Copyright © 2012 Horse Racing Business

Originally published in the Blood-Horse. Used with permission.

Postscript:

The 2012 Kentucky Derby telecast had an estimated 14.8 million viewers, according to Neilsen Company. This was the third highest-rated Kentucky Derby in 23 years. In addition, the 2012 telecast had the third highest rating for a sports program in the first four-plus months of 2012, behind the Super Bowl and the NCAA men’s basketball championship game.

The Derby telecast had a rating of 9 and a share of 20, which was a 6% increase over 2011. This means that 9% of all American TV households were tuned in to the Kentucky Derby. Moreover, 20% of the American households that actually had their televisions turned on were watching the Kentucky Derby.

There is a high probability that the audience for the Kentucky Derby is underestimated because of so many people watching at parties and sports bars. For instance, I watched the race with approximately 100 people on a single big-screen TV.

THE $11,000 YEARLING

The National Football League draft is well known for its surprises. A future Hall-of-Fame quarterback like Tom Brady is drafted in the sixth round by the New England Patroits, while some absolute busts have gone at the top of the first round. The same hit and miss process also characterizes the dicey business of selecting future racehorses.

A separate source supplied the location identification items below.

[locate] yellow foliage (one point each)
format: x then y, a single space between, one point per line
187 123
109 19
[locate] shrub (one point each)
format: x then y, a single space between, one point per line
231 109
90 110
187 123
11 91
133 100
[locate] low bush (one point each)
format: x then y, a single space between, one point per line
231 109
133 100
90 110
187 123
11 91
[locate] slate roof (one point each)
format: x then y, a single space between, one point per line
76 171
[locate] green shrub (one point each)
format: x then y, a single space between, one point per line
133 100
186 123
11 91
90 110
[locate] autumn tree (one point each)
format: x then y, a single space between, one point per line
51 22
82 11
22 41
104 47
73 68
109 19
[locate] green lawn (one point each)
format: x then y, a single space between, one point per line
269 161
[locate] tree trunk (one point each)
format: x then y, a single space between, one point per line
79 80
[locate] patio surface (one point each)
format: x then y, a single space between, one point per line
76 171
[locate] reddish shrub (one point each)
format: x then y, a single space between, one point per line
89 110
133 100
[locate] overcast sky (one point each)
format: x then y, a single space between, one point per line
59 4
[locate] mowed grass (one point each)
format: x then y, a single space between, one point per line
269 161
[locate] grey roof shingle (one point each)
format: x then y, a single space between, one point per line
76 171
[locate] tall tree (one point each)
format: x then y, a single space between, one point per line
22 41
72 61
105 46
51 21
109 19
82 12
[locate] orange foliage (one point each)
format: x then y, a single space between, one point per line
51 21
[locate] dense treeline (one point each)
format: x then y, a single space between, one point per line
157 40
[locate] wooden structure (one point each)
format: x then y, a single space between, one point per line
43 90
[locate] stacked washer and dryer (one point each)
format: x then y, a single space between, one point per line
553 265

Following is a list of the first five finishers in the 2012 Kentucky Derby and the respective sale prices at auction for four of them:

I’ll Have Another, $11,000 as yearling and $35,000 as a 2-year-old

Bodemeister, $260,000

Dullahan, $250,000

Went the Day Well (did not sell at auction)

Creative Cause $135,000

According to the Wall Street Journal, twelve of the twenty entrants in the Kentucky Derby sold at auction. The average auction price for their last sale was $183,000.

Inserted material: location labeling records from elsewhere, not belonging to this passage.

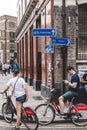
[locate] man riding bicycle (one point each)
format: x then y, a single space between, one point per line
73 88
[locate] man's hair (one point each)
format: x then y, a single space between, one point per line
70 68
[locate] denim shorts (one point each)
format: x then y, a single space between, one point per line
21 98
69 95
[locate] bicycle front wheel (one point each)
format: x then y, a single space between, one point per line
79 118
30 119
7 113
45 114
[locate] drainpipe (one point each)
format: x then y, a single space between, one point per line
64 48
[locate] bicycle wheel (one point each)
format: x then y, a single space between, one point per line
79 118
7 113
45 114
30 119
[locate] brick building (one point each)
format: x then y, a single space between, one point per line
69 18
8 26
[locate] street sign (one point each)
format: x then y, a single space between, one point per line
43 32
49 48
60 41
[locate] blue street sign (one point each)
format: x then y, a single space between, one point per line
60 41
49 48
43 32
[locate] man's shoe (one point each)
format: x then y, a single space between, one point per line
15 128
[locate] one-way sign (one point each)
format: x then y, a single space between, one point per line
60 41
43 32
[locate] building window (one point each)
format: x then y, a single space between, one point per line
11 24
12 36
82 43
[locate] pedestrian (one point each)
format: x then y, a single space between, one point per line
4 70
73 90
84 81
15 67
20 92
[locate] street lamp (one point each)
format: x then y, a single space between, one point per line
64 48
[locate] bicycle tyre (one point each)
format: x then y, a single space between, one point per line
79 118
48 117
30 119
7 113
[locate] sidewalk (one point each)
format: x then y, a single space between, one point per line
34 100
34 96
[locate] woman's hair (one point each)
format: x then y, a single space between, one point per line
70 68
15 73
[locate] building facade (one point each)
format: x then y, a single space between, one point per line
8 26
42 70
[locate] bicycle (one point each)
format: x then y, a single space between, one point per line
46 112
28 115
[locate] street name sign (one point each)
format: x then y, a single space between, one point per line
60 41
38 32
49 48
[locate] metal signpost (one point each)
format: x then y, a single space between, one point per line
60 41
38 32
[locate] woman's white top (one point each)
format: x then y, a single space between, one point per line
18 90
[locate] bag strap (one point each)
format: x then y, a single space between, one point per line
14 86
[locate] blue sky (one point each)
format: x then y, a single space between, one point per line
8 7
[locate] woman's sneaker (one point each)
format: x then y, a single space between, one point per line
15 128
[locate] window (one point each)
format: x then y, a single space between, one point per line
82 43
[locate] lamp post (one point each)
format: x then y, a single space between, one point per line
64 48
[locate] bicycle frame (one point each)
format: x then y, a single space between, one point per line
24 111
79 106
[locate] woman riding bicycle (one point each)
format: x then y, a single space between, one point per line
20 92
73 87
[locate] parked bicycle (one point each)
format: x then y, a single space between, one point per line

In 2010, headlines in racing publications were devoted to sales of seven-figure yearlings. By May of 2012, the media spotlight had turned to an $11,000 yearling that epitomized the adage “pretty is as pretty does.”  In fact, the total paid at public auction (as yearlings) for the first three finishers in the Kentucky Derby was $521,000.

In spite of refined computer-aided techniques of pedigree analysis and scientifically-based methods for evaluating conformation that are often brought to bear on choosing yearling racehorse prospects, in the end the task is far more art than science, with a heavy dose of luck thrown in.

Isn’t that much of the allure of the sport? A relative small fry buying a few yearlings or a share of a partnership offering has a chance to compete with the most deep-pocketed owners.

When a 3-year-old racehorse is called on to stay in deep stretch in the Kentucky Derby or Belmont Stakes, he doesn’t know how much he cost at auction.